Una Corona para Los Asesinos - Морган Райс 3 стр.


—Se hará lo que usted ordene, mi señor —prometió.

El Maestro de los Cuervos no tenía ninguna duda de que así sería. Él daba órdenes y la gente moría en respuesta. Si resultaba que era un niño lo que lo amenazaba… pues el niño podía morir también, junto a su madre.

CAPÍTULO TRES

Emelina estaba en el centro del Hogar de Piedra e intentaba contener algo de su frustración, mientras miraba a todos los habitantes alrededor del círculo de piedra. Cora y Aidan estaban a su lado, lo que era un apoyo, pero todos los demás estaban tan decididos en su contra que no parecía bastar.

—Sofía nos mandó para convenceros de que volváis a Ashton —dijo Emelina, centrándose en el lugar donde Asha y Vincente estaban sentados. ¿Cuántas veces había tenido allí esta discusión? Había sido necesario todo este tiempo para llegar al punto en el que hablaran de esto juntos en el círculo.

—No era necesario que regresarais al Hogar de Piedra tras la batalla. Ella está construyendo un reino donde los de nuestra especie somos libres y no tenemos nada que temer.

—Siempre habrá algo que temer mientras existan los que nos odian —replicó Asha—. Podría haber ordenado que cerraran las iglesias de la Diosa Enmascarada.

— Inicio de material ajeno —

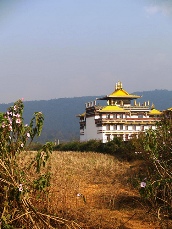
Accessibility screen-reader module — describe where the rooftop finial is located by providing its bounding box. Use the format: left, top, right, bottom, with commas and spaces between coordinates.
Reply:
116, 81, 122, 90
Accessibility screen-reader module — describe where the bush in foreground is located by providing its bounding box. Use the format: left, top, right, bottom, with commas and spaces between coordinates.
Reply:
0, 100, 80, 229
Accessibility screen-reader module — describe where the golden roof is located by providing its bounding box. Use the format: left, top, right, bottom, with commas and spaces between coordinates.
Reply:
100, 81, 141, 100
149, 108, 162, 115
100, 105, 128, 112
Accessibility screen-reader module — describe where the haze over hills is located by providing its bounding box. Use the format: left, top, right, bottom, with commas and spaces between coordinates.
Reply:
0, 90, 172, 142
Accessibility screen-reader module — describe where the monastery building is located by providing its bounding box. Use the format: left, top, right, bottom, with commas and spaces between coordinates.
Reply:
77, 81, 161, 143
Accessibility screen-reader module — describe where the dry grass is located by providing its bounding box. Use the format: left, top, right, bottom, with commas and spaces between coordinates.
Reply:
28, 152, 160, 229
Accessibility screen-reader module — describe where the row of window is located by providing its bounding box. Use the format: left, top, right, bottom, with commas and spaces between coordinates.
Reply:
106, 124, 145, 131
106, 114, 144, 119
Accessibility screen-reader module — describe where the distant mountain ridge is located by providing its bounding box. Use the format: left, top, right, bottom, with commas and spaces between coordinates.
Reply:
0, 90, 172, 142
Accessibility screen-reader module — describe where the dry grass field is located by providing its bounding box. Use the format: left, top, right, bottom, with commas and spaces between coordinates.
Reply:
21, 152, 164, 229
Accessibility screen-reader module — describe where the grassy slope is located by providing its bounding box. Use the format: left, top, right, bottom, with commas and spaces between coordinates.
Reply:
39, 152, 159, 229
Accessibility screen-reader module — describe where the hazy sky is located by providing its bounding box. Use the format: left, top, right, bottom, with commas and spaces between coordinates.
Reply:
0, 0, 172, 103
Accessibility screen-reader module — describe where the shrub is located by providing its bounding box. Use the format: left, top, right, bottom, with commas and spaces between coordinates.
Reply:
134, 111, 172, 219
0, 100, 80, 229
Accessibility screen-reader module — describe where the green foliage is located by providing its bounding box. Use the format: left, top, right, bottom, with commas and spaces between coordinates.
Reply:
54, 137, 136, 160
0, 100, 52, 229
134, 111, 172, 219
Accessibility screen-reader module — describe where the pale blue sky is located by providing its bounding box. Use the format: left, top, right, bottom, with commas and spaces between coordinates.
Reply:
0, 0, 172, 103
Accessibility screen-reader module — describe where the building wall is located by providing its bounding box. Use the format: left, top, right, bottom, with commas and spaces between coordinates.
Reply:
80, 117, 102, 141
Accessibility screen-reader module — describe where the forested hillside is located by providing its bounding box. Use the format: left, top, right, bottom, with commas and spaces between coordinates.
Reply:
0, 90, 172, 142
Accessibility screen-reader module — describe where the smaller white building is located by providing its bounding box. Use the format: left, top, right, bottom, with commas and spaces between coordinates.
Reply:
77, 81, 161, 143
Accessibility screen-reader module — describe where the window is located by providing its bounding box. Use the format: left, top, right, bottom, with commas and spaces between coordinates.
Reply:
133, 125, 136, 130
113, 125, 117, 130
106, 114, 110, 118
106, 125, 110, 130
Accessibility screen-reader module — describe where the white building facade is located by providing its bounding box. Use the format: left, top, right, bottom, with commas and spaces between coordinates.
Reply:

Podría haber hecho colgar a los asesinos de la misma por sus crímenes.

—Y eso hubiera hecho que la guerra civil empezara de nuevo —dijo Cora, que estaba al lado de Emelina.

—Es mejor tener una guerra que vivir al lado de quien nos odia —dijo Asha—. Quien nos ha hecho estas cosas nunca, nunca, puede ser perdonado.

Vincente lo dijo con palabras más comedidas, pero no fue mucho más útil.

—Este es un lugar en el que hemos construido una comunidad, Emelina. Este es un lugar en el que podemos estar seguros de que estamos a salvo. No tengo ninguna duda de que Sofía tiene buenas intenciones, pero eso no es lo mismo que poder cambiar las cosas.

Emelina tuvo que reprimir la necesidad de gritarles por ser tan estúpidos. Cora debió de verlo, pues le puso una mano sobre el brazo a Emelina.

—Todo irá bien —susurró—. Acabarán viendo lo que es sensato.

—A lo que tú le llamas «sensato» —gritó Asha desde el otro lado del círculo de piedra— yo le llamó traición a nuestro pueblo. Es aquí donde estamos a salvo, no por ahí fuera en el mundo.

Emelina le lanzó una mirada furiosa. Asha no podía haber oído el susurro de Cora desde allí, lo que significaba que había leído su mente. Eso era más que irrespetuoso, era peligroso, especialmente porque Asha había sido la que había enseñado a Emelina cómo se sacaban los recuerdos de alguien.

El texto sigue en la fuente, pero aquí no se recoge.